632 Kasus Perundungan dan Pungli Terungkap di Program Pendidikan Dokter Spesialis
Menteri Kesehatan ungkap 632 kasus perundungan dan pungli di program PPDS, melibatkan berbagai rumah sakit dan institusi pendidikan di Indonesia, dengan kerugian mencapai miliaran rupiah.

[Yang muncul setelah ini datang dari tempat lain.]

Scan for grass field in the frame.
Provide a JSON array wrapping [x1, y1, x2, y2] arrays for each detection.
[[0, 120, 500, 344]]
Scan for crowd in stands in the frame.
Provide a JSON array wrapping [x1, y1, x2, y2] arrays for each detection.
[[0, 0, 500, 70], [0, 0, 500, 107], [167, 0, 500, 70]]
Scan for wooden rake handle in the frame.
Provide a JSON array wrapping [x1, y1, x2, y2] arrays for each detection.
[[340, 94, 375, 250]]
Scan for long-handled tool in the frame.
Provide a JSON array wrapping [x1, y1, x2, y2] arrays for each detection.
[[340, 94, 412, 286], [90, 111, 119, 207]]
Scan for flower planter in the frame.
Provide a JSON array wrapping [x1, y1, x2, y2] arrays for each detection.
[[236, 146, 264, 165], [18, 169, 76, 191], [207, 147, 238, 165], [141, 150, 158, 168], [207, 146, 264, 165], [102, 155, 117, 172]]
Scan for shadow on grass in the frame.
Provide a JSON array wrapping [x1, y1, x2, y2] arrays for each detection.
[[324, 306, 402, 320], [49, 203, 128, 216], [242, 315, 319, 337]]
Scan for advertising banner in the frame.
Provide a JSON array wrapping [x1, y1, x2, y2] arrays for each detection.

Menteri Kesehatan (Menkes) Budi Gunadi Sadikin baru-baru ini mengungkapkan temuan mengejutkan terkait praktik perundungan dan pungutan liar (pungli) dalam Program Pendidikan Dokter Spesialis (PPDS) di Indonesia. Sebanyak 632 kasus telah terungkap dari 2.668 pengaduan yang diverifikasi, berasal dari berbagai rumah sakit dan institusi pendidikan di seluruh Indonesia. Temuan ini diungkap dalam rapat kerja bersama Komisi IX DPR RI pada Rabu lalu dan dihimpun melalui jalur pengaduan resmi serta audit internal Inspektorat Jenderal Kementerian Kesehatan sejak Juni 2023.
Kasus-kasus tersebut melibatkan berbagai bentuk perundungan, mulai dari perundungan fisik seperti hukuman push-up, memakan cabai, berdiri berjam-jam, hingga meminum telur mentah. Yang lebih memprihatinkan, tindakan-tindakan tersebut seringkali didokumentasikan dan disebarluaskan di grup WhatsApp antar peserta didik. Menkes Budi menambahkan, "Juga bentuk perundungan yang paling umum adalah verbal di grup komunikasi atau disebut Jarkom, ya WA grup, seperti penggunaan bahasa yang sangat-sangat kasar yang dilakukan senior kepada junior."
Selain perundungan, temuan ini juga mengungkap indikasi kuat praktik pungli yang sistematis dengan nilai mencapai ratusan juta hingga miliaran rupiah. Salah satu kasus yang menonjol melibatkan seorang peserta PPDS Anestesi di Semarang, almarhumah R., yang selama tiga bulan menjabat sebagai bendahara dan mengelola dana hingga Rp1,6 miliar. Menurut data Pusat Pelaporan dan Analisis Transaksi Keuangan (PPATK), dana tersebut mengalir ke berbagai oknum. Praktik pungli juga meliputi pembiayaan non-resmi seperti pemesanan hotel, tiket perjalanan, hingga permintaan layanan pribadi dari senior atau konsulen.
Rumah Sakit yang Terlibat
Temuan ini tersebar luas, tidak hanya di rumah sakit Kementerian Kesehatan, tetapi juga rumah sakit umum daerah (RSUD), rumah sakit pendidikan milik universitas, dan beberapa rumah sakit swasta. Rumah sakit Kementerian Kesehatan dengan pengaduan terbanyak meliputi RSUP Prof. Kandou, RSUP Hasan Sadikin, RSUP Dr. Sardjito, RSUP Dr. Cipto Mangunkusumo, dan RSUP Moh. Hoesin Palembang. Sementara itu, RSUD Zainal Abidin Banda Aceh, RSUD Surakarta, dan RSUD Dr. Soetomo Surabaya termasuk RSUD dengan aduan terbanyak.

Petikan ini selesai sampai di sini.